Child pages
  • CMR Health During Outage?
Skip to end of metadata
Go to start of metadata

Will the CMR "health" parameter function during an outage? For example, today we were notified that CMR would be down on a couple occasions tomorrow for "Earthdata Login Contingency Failover" testing. Will curl -i -XGET https://cmr.earthdata.nasa.gov/search/health command return a status besides 200 during these times? Will it always return something regardless of what problems CMR is having? I want to develop a test to determine if CMR is operating before doing granule searches, so I can prevent the user from performing a search and having our application lockup because it isn't getting a return. If "health" isn't the right approach, what do you recommend?

  • No labels

2 Comments

  1. As long as the CMR hosts are reachable you should be able to request health. The CMR will return a non-successful status code (503) if any of its dependencies aren't available. The CMR doesn't directly depend on Earthdata login so it will probably return a 200 even if Earthdata Login is unavailable. Here's more information on the health response: https://cmr.earthdata.nasa.gov/search/site/search_api_docs.html#check-application-health

    I don't think it's necessary to check application health before executing a query. Any time you make a request to an external system from your application there's a chance that something could go wrong. (Though we strive to make the CMR very reliable.) It could be on the CMR side or on the network in between. Preventing your application from waiting for a response that might never return would best be handled by using asynchronous execution (on another thread or using a callback in JavaScript) and adding a timeout to the network request. Additionally you should handle error responses from the CMR. You can check the status code to see if something went wrong with the query. A 400 would indicate there was some bad data in your request. A 500 would indicate the CMR had an internal error. (You should report those as CMR bugs)

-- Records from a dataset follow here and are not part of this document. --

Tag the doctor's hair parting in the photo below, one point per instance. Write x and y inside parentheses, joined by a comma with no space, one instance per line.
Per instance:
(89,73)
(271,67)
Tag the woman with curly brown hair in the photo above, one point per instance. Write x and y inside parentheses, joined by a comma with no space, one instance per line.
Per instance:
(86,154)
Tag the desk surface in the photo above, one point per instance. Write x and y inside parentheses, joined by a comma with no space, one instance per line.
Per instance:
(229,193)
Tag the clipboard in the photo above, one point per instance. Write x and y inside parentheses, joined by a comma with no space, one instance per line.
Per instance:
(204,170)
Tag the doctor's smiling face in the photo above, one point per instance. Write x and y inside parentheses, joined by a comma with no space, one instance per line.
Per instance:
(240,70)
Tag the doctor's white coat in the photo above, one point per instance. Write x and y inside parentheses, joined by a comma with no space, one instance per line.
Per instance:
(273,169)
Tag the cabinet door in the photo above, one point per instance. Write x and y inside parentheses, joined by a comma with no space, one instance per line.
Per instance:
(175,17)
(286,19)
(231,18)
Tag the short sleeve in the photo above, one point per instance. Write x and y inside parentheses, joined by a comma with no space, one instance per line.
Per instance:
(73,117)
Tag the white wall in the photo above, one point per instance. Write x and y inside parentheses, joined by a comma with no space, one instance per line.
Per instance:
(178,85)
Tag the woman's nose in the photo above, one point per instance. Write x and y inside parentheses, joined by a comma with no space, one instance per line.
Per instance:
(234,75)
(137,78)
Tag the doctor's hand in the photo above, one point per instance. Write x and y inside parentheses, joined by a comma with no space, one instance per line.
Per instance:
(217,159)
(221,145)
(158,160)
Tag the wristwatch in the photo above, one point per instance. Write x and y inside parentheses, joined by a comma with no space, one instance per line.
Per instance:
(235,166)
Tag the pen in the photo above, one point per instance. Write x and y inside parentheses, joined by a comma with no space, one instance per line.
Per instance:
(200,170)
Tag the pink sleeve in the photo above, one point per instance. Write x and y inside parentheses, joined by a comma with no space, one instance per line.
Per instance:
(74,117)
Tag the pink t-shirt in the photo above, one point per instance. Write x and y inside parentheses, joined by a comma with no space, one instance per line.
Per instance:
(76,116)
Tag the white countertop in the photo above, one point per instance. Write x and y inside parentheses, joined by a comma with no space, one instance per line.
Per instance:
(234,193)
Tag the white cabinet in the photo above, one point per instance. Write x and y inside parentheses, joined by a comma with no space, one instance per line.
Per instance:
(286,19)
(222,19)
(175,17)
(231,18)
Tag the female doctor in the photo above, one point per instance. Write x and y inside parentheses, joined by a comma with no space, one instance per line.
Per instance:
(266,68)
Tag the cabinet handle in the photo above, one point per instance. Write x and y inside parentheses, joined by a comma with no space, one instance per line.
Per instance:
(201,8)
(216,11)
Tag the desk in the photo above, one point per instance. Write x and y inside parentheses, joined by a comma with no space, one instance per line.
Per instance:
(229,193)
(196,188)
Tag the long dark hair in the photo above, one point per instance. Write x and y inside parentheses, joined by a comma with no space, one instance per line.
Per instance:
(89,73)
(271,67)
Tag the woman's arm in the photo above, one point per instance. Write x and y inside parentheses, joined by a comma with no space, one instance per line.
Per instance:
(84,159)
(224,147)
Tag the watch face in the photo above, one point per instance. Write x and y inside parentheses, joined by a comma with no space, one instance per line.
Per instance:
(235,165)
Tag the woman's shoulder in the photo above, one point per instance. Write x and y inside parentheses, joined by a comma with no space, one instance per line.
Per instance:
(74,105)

    If you wanted to be really robust in addition to what I've described above you could retrieve CMR health periodically to disable portions of your application. You would probably not want to execute that before every query. It would make the user experience too slow and would be over doing it to check for each user and for each query. It would be better to have a single thread from your application check the CMR every few seconds and set a flag that changes the application based on a successful response or not. I would only do this if you've already added the async execution, timeouts, and error response handling.